Mom speaks in her low smoker’s voice, holding her cigarette out to smolder in the muggy air. “And who’re you planning on kissing?” When you look at Mom, you can see what Mags and I will look like in twenty years or so: sandy blond hair, wide-spaced blue eyes that tilt up at the corners like a cat’s, short nose, pointed chin.

My gaze slides to Nell, but she doesn’t miss a beat. “None of those blueberry rakers, that’s for sure. They’re not gentlemanly.” We crack up again. “Well, they’re not.”

“What’re you talking about, Nellie Rose?” Libby leans in the doorway. She thinks Nell gets this stuff from The Young and the Restless. “You better watch yourself.”

“How can I watch myself? I don’t have eyes in the back of my head.” Nell laughs and laughs like it’s the best joke ever, which gets Mags and me going again.

Libby puts her hands in the pockets of her denim jumper. That’s how she dresses, like a Pentecostal, even though we’re all lapsed Catholics: long hems and long braids and granny specs perched on the end of her nose. “Somebody mind telling me how I’m supposed to fix a celebration supper if I got nothing to work with?” She gives us a sly look as we turn to stare at her.

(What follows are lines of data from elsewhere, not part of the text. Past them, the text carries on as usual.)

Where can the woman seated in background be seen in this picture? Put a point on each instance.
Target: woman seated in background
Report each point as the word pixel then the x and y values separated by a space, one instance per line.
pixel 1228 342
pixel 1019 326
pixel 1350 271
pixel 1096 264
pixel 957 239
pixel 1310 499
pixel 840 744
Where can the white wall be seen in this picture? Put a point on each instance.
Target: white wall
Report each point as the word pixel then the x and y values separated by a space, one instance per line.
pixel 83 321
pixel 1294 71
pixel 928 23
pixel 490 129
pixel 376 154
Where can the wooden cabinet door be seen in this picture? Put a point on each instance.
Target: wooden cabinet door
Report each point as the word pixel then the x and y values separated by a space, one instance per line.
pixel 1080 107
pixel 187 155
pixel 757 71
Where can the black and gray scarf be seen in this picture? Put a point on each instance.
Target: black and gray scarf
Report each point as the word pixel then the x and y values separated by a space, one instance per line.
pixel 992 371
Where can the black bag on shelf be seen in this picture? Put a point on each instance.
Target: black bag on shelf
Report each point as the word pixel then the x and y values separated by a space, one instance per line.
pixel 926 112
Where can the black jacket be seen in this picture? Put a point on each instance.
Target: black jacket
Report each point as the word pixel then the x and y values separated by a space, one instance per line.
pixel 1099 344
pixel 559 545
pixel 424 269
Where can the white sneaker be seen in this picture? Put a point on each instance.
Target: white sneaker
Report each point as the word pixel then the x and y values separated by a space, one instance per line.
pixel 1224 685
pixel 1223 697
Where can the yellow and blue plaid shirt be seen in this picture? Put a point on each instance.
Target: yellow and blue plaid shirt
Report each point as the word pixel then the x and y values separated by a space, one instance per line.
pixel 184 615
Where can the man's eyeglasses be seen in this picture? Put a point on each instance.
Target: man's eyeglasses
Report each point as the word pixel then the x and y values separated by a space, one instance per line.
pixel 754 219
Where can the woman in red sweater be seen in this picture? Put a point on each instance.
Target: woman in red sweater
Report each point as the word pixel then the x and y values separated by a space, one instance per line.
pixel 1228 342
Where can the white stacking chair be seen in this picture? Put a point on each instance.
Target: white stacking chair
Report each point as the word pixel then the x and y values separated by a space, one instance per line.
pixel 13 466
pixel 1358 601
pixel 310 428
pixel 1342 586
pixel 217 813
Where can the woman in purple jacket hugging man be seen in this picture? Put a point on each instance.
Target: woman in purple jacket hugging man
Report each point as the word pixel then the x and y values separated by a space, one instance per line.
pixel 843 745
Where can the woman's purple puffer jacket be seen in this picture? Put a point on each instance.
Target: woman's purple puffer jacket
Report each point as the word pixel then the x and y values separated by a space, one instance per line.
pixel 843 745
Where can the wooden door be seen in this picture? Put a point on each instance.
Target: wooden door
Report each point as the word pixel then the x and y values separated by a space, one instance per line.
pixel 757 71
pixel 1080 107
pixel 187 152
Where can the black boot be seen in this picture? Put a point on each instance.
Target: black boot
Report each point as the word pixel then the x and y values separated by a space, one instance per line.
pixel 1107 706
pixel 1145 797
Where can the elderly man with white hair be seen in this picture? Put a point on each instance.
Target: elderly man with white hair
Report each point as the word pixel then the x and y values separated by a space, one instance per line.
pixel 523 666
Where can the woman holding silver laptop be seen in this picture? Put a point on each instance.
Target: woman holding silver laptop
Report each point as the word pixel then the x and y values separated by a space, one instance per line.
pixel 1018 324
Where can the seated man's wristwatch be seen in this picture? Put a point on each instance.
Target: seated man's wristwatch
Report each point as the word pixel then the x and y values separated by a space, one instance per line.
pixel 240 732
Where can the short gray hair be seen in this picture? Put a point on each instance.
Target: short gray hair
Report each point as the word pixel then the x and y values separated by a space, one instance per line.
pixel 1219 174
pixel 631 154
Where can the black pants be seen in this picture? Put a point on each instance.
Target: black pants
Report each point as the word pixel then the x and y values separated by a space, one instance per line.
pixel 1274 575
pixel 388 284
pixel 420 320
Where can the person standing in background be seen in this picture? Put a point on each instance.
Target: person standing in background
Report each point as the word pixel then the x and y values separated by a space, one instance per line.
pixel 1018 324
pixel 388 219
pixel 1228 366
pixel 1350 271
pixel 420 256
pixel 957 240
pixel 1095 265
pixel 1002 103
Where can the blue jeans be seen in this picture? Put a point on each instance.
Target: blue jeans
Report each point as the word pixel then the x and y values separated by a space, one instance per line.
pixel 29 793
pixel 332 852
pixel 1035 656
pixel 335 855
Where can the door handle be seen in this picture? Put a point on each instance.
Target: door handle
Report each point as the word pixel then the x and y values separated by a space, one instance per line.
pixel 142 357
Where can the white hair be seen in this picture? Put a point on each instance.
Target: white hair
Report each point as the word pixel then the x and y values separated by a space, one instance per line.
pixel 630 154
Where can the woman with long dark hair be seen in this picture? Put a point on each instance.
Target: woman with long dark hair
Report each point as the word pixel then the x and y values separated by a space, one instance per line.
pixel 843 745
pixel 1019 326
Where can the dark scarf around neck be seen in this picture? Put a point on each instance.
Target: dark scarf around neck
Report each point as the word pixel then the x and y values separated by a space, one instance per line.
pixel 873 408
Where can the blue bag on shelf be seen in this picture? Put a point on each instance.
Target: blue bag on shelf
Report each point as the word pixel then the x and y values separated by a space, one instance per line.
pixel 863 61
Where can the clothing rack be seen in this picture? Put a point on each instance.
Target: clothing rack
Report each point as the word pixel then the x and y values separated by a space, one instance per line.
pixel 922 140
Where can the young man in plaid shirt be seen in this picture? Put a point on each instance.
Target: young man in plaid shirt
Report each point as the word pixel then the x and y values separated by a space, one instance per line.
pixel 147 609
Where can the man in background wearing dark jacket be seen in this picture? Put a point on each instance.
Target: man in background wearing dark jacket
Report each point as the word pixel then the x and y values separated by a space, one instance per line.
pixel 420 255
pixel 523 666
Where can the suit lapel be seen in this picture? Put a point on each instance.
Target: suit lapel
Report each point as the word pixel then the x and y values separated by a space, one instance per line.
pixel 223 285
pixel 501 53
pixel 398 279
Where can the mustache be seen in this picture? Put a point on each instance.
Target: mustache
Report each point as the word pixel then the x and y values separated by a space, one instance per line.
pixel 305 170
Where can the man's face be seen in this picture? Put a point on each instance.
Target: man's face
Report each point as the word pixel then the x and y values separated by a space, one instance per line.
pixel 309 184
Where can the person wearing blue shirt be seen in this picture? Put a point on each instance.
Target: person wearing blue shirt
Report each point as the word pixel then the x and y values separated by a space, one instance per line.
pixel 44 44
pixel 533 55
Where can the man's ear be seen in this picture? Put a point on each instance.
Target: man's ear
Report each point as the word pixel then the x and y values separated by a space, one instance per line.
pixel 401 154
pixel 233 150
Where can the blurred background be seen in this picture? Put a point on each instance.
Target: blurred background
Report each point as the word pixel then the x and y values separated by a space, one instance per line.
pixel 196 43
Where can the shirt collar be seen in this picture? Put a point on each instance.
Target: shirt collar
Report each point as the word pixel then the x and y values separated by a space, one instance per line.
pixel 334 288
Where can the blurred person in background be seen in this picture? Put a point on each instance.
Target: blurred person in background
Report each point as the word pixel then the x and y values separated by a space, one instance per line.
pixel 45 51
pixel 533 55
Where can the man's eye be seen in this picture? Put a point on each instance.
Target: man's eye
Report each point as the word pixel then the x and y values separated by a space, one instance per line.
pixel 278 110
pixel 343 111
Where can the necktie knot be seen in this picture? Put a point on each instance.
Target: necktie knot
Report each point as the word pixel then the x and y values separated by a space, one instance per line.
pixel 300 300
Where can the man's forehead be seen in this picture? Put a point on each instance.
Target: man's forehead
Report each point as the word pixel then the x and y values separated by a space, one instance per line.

Mom grinds out her cigarette in a coffee cup. “You finally going to tell them?”

“What? Who?” Nell sits up. “Me?”

“You made it baby.” Libby smiles. “Got the call today. You’re gonna be a Princess.”

Mom clears her throat. “That ain’t all the news, Lib.” Libby hugs Nell to her and lifts her chin stubbornly, saying nothing. Mom looks at me, and I stop in mid-cut. “Lady from the Festival Committee left you a message, too, Darce. You were nominated.”

Mags’s mouth drops open, and then she falls over laughing. I stare at Mom, waiting for her to crack up, but when I see how sour Libby looks, I know it’s no joke. I burst out, “By who?”

Mom shrugs. “You know that’s kept secret. Guess you got a fan.” And that’s all I’ll get out of her tonight.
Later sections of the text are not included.